More details on the attack and the individual methods used for bypassing Apple’s mitigations are available in the technical paper the researchers published.

iLeakage tested performance
iLeakage tested performance (ileakage.com)

Impact and defense tips

iLeakage impacts all Apple devices released from 2020 that are powered by Apple’s A-series and M-series ARM processors.

The attack is largely undetectable, leaving no traces on the victim’s system in the form of logs, apart from maybe an entry of the attacker’s webpage in the browser cache.

Nevertheless, the researchers underline that the attack is difficult to carry out “and requires advanced knowledge of browser-based side-channel attacks and Safari’s implementation.”

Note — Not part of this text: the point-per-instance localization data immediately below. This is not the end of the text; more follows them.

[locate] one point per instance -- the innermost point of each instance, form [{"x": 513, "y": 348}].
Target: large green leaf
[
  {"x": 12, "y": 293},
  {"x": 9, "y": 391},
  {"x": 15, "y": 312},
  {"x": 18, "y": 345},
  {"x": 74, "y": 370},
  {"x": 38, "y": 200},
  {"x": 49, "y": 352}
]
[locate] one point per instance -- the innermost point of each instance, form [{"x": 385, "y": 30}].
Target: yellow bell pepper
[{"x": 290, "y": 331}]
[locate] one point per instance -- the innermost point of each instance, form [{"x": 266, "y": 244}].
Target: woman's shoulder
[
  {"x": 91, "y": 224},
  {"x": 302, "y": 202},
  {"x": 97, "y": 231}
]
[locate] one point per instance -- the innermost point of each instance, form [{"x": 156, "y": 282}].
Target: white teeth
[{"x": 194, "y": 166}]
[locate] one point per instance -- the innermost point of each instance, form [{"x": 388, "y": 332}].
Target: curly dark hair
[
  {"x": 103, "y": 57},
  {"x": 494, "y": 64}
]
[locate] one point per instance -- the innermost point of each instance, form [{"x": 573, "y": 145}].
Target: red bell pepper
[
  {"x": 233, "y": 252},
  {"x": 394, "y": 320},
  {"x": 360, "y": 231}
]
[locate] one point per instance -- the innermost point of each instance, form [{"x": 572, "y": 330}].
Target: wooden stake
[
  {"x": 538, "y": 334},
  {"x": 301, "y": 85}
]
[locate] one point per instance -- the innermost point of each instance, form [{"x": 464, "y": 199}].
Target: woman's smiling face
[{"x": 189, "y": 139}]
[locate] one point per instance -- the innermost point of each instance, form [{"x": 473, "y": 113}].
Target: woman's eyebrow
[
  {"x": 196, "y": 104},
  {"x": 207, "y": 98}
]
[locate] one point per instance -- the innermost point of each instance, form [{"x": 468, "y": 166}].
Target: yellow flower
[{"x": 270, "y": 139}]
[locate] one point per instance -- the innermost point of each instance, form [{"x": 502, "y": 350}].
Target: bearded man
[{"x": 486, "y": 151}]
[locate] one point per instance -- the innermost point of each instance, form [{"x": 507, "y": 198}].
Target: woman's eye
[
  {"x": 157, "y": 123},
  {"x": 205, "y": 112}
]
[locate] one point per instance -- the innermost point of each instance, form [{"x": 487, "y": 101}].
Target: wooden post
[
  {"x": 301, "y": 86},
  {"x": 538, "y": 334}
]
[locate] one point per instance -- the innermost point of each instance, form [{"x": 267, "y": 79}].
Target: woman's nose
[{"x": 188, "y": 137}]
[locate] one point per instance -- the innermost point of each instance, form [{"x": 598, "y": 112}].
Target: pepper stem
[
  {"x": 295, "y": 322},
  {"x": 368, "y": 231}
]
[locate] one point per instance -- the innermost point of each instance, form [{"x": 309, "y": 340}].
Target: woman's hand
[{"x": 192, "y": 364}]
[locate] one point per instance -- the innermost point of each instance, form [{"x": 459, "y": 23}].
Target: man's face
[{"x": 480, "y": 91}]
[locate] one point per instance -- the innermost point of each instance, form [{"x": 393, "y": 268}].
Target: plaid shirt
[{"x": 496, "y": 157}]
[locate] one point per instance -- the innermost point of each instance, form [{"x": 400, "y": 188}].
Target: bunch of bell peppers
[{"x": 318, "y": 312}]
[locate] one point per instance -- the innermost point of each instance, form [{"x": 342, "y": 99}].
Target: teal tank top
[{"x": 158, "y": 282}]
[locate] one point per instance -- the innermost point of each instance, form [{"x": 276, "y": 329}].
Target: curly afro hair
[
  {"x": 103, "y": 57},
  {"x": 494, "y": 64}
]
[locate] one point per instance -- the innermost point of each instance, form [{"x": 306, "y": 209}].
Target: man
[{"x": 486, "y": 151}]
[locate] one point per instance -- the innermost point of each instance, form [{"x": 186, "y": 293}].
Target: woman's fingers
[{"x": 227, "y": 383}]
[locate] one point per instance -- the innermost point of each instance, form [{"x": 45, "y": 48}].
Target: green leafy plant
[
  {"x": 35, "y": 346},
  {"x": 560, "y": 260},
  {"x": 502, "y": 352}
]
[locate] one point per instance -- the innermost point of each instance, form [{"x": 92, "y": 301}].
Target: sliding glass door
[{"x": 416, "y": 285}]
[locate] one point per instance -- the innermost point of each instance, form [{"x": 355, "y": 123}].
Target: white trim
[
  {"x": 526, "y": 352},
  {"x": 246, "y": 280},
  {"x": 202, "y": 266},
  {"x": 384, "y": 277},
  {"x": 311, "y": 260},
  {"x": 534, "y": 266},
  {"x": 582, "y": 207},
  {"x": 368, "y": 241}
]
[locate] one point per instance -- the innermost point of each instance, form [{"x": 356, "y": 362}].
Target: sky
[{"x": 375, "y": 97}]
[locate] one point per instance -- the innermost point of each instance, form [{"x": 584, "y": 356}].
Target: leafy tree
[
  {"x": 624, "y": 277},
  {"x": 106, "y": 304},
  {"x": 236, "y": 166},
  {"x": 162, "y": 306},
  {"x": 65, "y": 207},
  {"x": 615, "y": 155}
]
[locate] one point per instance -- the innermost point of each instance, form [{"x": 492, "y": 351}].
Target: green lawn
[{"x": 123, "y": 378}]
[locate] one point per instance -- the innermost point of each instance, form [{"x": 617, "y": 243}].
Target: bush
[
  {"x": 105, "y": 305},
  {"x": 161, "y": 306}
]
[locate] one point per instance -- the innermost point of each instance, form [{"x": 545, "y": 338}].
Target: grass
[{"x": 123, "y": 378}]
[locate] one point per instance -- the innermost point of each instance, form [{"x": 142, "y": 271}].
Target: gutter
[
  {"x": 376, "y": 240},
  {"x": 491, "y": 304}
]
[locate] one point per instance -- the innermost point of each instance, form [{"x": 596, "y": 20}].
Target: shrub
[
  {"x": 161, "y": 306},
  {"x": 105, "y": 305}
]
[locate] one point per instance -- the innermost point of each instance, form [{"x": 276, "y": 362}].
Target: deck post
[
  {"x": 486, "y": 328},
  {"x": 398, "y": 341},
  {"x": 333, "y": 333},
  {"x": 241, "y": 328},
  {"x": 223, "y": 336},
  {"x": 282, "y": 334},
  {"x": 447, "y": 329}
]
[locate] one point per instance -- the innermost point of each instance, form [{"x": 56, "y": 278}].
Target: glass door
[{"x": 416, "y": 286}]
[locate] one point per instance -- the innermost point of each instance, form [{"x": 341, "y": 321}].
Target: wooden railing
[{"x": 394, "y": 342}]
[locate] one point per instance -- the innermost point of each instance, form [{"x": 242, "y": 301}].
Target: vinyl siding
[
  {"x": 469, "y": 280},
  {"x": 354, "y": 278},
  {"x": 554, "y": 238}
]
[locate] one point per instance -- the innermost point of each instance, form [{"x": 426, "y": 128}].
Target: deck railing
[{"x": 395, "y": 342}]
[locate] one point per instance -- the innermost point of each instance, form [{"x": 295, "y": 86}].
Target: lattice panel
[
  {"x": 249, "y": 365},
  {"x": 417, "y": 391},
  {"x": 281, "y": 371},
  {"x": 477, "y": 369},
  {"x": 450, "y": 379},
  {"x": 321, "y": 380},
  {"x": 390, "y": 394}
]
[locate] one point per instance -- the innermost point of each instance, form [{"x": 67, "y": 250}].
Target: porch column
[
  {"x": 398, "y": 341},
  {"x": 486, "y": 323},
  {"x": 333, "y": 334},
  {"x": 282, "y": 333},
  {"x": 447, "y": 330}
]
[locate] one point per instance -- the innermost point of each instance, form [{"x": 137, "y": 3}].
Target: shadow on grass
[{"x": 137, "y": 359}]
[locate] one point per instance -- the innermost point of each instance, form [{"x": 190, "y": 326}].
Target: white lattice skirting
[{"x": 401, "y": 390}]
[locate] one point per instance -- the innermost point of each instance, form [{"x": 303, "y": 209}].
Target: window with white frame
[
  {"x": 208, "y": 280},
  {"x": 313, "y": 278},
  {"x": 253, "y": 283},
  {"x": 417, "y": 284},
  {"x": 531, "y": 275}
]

iLeakage was reported privately to Apple on September 12, 2022 and the company developed the following mitigations for macOS:

  1. Open Terminal and run’ defaults write com.apple.Safari IncludeInternalDebugMenu 1′ to enable Safari’s hidden debug menu.
  2. Open Safari and head to the newly visible Debug menu.
  3. Select ‘WebKit Internal Features’
  4. Scroll and activate ‘Swap Processes on Cross-Site Window Open’
Safari's debug settings menu
Safari’s debug settings menu (ileakage.com)

The mitigation comes with the warning that it might introduce some instability. If users want to disable it, they can do it from the debug menu by running in the terminal the command defaults write com.apple.Safari IncludeInternalDebugMenu 0.

Besides the actual implications of iLeakage, this research highlights the potential speculative execution risks in emerging ARM-based platforms that have not been scrutinized as heavily as x86 architectures.